There may have been more, but we knew of two.
We nurtured them along. kept them safe and once they formed chrysalises we moved them into a netted butterfly house to watch them mature.
Yesterday, one emerged as the gorgeous butterfly you see here. The other should follow any day now.
As many of you know, the Pitney Meadows Community Gardens became a certified Monarch Waystation last winter. This means we provide the plants and habitat Monarch butterflies need to complete their lifecycle from egg to butterfly.
Looks like we did well.
Thank you to Judy. our butterfly foster mother who cared for them.
Kay S. took this image of a monarch caterpillar on a milkweed plant in her raised bed.
Monarchs have been on the decline due to extreme weather conditions that devastated monarch populations, loss of habitat and use of herbicides.

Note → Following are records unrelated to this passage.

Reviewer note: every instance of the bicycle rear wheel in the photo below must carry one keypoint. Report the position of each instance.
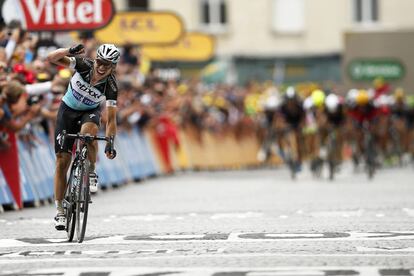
(82, 202)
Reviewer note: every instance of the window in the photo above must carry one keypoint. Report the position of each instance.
(365, 11)
(138, 4)
(213, 15)
(288, 16)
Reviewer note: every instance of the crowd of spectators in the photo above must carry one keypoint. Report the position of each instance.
(31, 90)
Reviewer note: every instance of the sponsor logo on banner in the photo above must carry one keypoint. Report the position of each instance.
(369, 69)
(142, 28)
(59, 15)
(193, 46)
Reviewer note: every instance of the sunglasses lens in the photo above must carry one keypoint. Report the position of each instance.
(103, 63)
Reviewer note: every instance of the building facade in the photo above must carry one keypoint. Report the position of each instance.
(283, 40)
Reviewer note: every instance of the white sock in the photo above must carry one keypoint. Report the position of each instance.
(59, 207)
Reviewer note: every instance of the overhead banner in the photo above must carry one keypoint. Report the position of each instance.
(142, 28)
(192, 46)
(59, 15)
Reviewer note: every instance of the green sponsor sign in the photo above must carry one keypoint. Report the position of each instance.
(364, 70)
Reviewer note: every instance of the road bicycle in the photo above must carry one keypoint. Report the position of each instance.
(77, 195)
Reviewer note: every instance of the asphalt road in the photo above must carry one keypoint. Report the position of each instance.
(230, 223)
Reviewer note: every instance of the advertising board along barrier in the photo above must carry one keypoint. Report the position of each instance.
(58, 15)
(6, 197)
(142, 28)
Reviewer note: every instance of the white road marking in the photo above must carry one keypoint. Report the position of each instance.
(409, 212)
(208, 271)
(201, 256)
(214, 238)
(237, 215)
(346, 214)
(174, 237)
(379, 249)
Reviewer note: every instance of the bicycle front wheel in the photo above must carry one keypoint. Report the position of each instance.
(70, 204)
(82, 203)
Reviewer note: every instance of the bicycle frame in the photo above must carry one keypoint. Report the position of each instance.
(77, 197)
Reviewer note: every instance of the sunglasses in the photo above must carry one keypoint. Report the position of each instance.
(105, 64)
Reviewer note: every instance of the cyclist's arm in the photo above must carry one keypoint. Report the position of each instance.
(111, 121)
(59, 57)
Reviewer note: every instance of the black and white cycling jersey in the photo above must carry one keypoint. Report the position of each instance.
(81, 95)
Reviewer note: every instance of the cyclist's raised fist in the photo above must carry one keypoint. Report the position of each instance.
(77, 50)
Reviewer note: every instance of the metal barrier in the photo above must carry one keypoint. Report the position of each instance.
(134, 161)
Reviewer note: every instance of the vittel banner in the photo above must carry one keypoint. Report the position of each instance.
(59, 15)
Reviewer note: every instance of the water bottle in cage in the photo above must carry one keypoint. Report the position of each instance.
(76, 178)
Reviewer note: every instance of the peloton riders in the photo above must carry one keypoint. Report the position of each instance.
(92, 83)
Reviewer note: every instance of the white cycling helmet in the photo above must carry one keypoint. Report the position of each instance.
(332, 102)
(108, 52)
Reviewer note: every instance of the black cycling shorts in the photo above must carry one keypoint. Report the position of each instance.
(71, 120)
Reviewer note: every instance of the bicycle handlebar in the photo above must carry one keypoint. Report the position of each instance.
(85, 138)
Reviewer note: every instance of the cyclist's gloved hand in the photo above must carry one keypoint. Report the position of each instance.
(76, 50)
(109, 149)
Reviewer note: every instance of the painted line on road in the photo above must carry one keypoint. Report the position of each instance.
(216, 271)
(384, 249)
(345, 214)
(108, 253)
(409, 212)
(36, 259)
(217, 237)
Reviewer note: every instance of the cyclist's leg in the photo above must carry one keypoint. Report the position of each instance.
(66, 120)
(90, 125)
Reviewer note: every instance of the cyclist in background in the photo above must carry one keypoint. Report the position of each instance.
(314, 106)
(92, 83)
(335, 118)
(289, 120)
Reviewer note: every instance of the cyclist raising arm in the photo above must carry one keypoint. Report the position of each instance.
(91, 84)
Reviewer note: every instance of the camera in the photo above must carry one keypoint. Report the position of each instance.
(32, 100)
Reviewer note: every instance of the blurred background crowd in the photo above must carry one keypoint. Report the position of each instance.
(164, 101)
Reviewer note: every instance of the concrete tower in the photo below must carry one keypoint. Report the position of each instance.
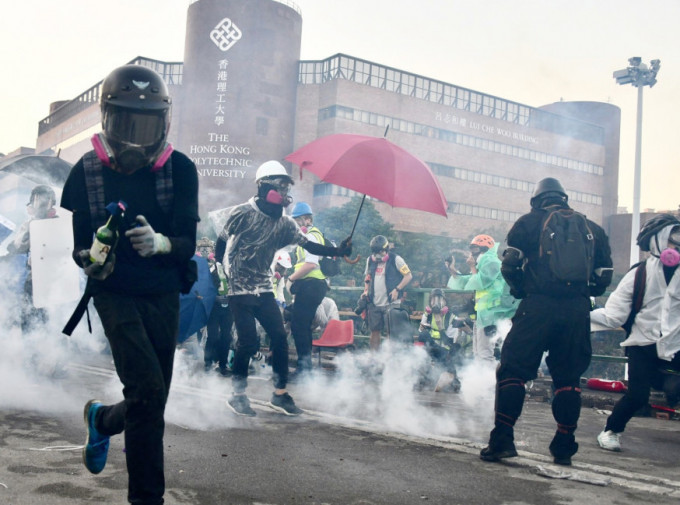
(238, 94)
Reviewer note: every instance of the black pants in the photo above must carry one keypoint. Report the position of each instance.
(560, 326)
(142, 332)
(308, 296)
(644, 373)
(218, 339)
(263, 307)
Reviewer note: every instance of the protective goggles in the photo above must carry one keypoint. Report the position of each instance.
(674, 237)
(135, 127)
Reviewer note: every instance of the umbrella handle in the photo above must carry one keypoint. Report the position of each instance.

Planting milkweed helps support these fluttering beauties as they need milkweed to survive. Their caterpillars, like the one pictured, only eat milkweed plants (Asclepias spp.). Monarch butterflies seek out milkweed plants to lay their eggs.
In the gardens this July, I spotted about a handful of Monarchs in total. Next year, why don’t we plant a bed of milkweed to support monarch populations and their migration? What do you think?